How to show $\phi(X)$ contains a non-empty open set of its closure $\overline{\phi(X)}$? From T.A.Springer, Linear Algebraic Groups, the end of Chapter 1. 
Assume $X\rightarrow Y$ is a morphism of varieties. Using a covering of $Y$ by affine open sets, we reduce the proof to the case that $Y$ is affine. Similarly we can also assume $X$ is affine. Now I need to prove $\phi(X)$ contains a non-empty open set of its closure $\overline{\phi(X)}$. Here $k$ is algebraically closed. 

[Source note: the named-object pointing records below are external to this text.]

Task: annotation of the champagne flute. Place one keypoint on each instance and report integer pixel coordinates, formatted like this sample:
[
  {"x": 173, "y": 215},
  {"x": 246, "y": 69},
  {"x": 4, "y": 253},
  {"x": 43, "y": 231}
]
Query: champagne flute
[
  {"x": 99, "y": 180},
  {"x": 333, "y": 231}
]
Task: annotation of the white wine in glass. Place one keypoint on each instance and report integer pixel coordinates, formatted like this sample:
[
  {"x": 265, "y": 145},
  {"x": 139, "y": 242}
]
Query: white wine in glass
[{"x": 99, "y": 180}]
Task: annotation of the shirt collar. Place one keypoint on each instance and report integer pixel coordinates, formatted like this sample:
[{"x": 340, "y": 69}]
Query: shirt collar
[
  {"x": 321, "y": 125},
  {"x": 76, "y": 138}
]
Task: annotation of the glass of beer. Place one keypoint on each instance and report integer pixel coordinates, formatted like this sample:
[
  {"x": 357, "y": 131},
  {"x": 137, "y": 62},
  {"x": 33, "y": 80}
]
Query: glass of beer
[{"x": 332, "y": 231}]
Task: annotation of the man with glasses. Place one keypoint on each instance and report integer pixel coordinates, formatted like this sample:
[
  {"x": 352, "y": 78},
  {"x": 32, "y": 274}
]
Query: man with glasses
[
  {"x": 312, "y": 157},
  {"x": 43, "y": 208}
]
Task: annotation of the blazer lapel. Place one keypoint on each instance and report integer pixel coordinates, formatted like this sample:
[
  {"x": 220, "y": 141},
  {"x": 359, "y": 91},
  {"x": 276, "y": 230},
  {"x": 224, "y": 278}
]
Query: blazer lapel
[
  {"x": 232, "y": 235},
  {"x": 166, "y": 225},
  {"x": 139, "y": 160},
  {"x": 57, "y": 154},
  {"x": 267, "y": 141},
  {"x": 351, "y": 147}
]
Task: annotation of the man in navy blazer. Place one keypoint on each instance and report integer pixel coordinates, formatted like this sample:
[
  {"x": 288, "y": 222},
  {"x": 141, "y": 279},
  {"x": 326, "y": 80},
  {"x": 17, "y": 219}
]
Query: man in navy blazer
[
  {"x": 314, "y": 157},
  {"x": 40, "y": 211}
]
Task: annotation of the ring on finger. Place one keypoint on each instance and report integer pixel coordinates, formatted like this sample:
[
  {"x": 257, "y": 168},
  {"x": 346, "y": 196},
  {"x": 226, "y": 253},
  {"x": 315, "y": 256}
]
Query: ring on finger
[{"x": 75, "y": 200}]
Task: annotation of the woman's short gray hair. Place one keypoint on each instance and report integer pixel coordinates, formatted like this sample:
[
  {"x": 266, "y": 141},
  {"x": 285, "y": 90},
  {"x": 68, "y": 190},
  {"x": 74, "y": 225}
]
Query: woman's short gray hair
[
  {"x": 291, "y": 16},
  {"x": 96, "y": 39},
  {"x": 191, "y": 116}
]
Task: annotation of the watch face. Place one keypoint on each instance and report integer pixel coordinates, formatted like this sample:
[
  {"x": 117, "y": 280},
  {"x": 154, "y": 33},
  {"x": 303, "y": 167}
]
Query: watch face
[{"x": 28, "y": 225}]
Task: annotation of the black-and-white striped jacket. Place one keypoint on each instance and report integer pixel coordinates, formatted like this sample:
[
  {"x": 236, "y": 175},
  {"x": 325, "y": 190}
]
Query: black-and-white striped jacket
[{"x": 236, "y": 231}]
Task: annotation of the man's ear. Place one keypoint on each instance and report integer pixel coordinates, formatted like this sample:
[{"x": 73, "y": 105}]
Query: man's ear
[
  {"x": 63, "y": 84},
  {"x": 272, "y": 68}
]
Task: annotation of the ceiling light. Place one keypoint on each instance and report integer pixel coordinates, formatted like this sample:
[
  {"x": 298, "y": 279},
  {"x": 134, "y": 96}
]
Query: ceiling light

Let $A=k[\overline{\phi(X)}]$, $B=k[X]$, What I know is there exist some $a\in A$ such that for any homomorphism from $A$ to $k$ such that $f(a)\not=0$, there is an extension  $f:B\rightarrow k$ with $f(1)\not=0$. 
It seems to me that any homomorphism $A\rightarrow k$ is a morphism of varieties $A^{1}\rightarrow \overline{\phi(X)}$ via the duality. So the fact that any such map non-vanishing on $a$ can be ''extended'' to $A^{1}\rightarrow X$ should give us what we wants. But this is far away from having a principle open set of the type $D_{f}=f(x)\not=0,x\in \overline{\phi(X)}$. I feel the logic at here is a bit inverted and I need some help to straighten it back. 
If anyone can give a hint how to prove this via Noether's normalization lemma I would be grateful. 
 A: We can replace $Y$ by $\overline{\phi(X)}$. Let $a$ be as in the OP. Then any point $y$ of the principal open subset $D_a$ of $Y$ correspond to a homomorphism $f: A\to k$ such that $f(a)\ne 0$, it is $A\to A/y=k$ when $y$ is viewed as a maximal ideal. By what you already known, this $f$ extends to $g : B\to k$ and $g$ defines a point $x\in X$ lying over $Y$: indeed, $x$ is the maximal ideal $\mathrm{ker}(g)$. As $g$ extends $f$, we have $\mathrm{ker}(g)\cap A\supseteq \mathrm{ker}(f)$. As both ideals are maximal, they are equal, so $\phi(x)=y$. 
Edit I forgot to mention the answer on Noether's normalization lemma. A generalized form (Nagata, Local rings, I, § 14) is : if $A\subseteq B$ are integral domains and $B$ is finitely generated $A$-algebra, then there exists $a\in A$ non-zero, $d\ge 0$ such that $A\to B$ decomposes into 
$$A_a\to A_a[T_1, \dots, T_d] \to B_a $$
with the last map being injective and finite. This implies that $D_X(a)\to \mathbb A^d\times {D_Y(a)}$ is surjective. On the other hands, $\mathbb A^d\times {D_Y(a)}\to D_Y(a)$  is obviously surjective, so $D_X(a)\to D_Y(a)$ is surjective. This proof doesn't need $k$ algebraically closed and works even for any domain $A$ (not necessarily a $k$-algebra).